2020 42nd Annual International Conference of the IEEE Engineering in Medicine & Biology Society (EMBC), pgs. 2167-2172, 2020

PlainText, Bibtex, URL, DOI, Google Scholar


Vocal folds (VFs) play a critical role in breathing, swallowing, and speech production. VF dysfunctions caused by various medical conditions can significantly reduce patients' quality of life and lead to life-threatening conditions such as aspiration pneumonia, caused by food and/or liquid "invasion" into the windpipe. Laryngeal endoscopy is routinely used in clinical practice to inspect the larynx and to assess the VF function. Unfortunately, the resulting videos are only visually inspected, leading to loss of valuable information that can be used for early diagnosis and disease or treatment monitoring. In this paper, we propose a deep learning-based image analysis solution for automated detection of laryngeal adductor reflex (LAR) events in laryngeal endoscopy videos. Laryngeal endoscopy image analysis is a challenging task because of anatomical variations and various imaging problems. Analysis of LAR events is further challenging because of data imbalance since these are rare events. In order to tackle this problem, we propose a deep learning system that consists of a two-stream network with a novel orthogonal region selection subnetwork. To our best knowledge, this is the first deep learning network that learns to directly map its input to a VF open/close state without first segmenting or tracking the VF region, which drastically reduces labor-intensive manual annotation needed for mask or track generation.

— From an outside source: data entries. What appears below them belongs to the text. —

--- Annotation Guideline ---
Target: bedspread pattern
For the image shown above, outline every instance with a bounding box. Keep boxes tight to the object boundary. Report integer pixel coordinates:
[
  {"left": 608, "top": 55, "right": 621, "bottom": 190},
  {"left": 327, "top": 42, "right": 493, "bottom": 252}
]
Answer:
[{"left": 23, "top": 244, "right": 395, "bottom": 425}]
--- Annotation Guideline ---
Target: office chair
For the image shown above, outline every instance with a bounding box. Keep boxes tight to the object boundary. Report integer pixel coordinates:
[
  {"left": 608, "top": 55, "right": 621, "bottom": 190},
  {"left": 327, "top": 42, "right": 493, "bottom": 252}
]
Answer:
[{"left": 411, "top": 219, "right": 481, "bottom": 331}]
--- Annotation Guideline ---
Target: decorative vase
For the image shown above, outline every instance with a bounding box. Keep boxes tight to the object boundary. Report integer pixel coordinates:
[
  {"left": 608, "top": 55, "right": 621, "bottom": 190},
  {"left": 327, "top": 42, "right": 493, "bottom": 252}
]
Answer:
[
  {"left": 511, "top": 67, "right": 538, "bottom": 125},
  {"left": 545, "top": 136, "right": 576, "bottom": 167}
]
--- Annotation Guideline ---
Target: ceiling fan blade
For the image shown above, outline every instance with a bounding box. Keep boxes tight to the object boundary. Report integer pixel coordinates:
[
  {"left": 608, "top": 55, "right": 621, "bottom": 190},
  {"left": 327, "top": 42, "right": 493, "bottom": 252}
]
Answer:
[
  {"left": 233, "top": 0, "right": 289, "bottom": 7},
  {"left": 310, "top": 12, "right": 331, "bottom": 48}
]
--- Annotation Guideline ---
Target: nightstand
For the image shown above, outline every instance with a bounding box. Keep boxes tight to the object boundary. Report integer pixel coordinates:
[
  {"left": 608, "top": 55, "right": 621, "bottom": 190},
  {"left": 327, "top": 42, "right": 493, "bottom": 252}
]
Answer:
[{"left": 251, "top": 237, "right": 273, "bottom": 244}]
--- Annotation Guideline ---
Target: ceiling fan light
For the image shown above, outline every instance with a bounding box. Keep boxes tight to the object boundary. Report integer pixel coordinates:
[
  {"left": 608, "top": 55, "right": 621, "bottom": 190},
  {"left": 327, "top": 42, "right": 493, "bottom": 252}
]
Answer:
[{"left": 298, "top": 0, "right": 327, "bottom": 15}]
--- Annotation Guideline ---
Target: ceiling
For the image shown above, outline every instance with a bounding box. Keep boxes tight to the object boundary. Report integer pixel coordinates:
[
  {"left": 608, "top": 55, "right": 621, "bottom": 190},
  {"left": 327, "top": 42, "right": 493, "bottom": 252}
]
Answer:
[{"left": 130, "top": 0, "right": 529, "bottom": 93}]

The proposed two-stream network and the orthogonal region selection subnetwork allow integration of local and global information for improved performance. The experimental results show promising performance for the automated, objective, and quantitative analysis of LAR events from laryngeal endoscopy videos. Clinical relevance- This paper presents an objective, quantitative, and automatic deep learning based system for detection of laryngeal adductor reflex (LAR) events in laryngoscopy videos.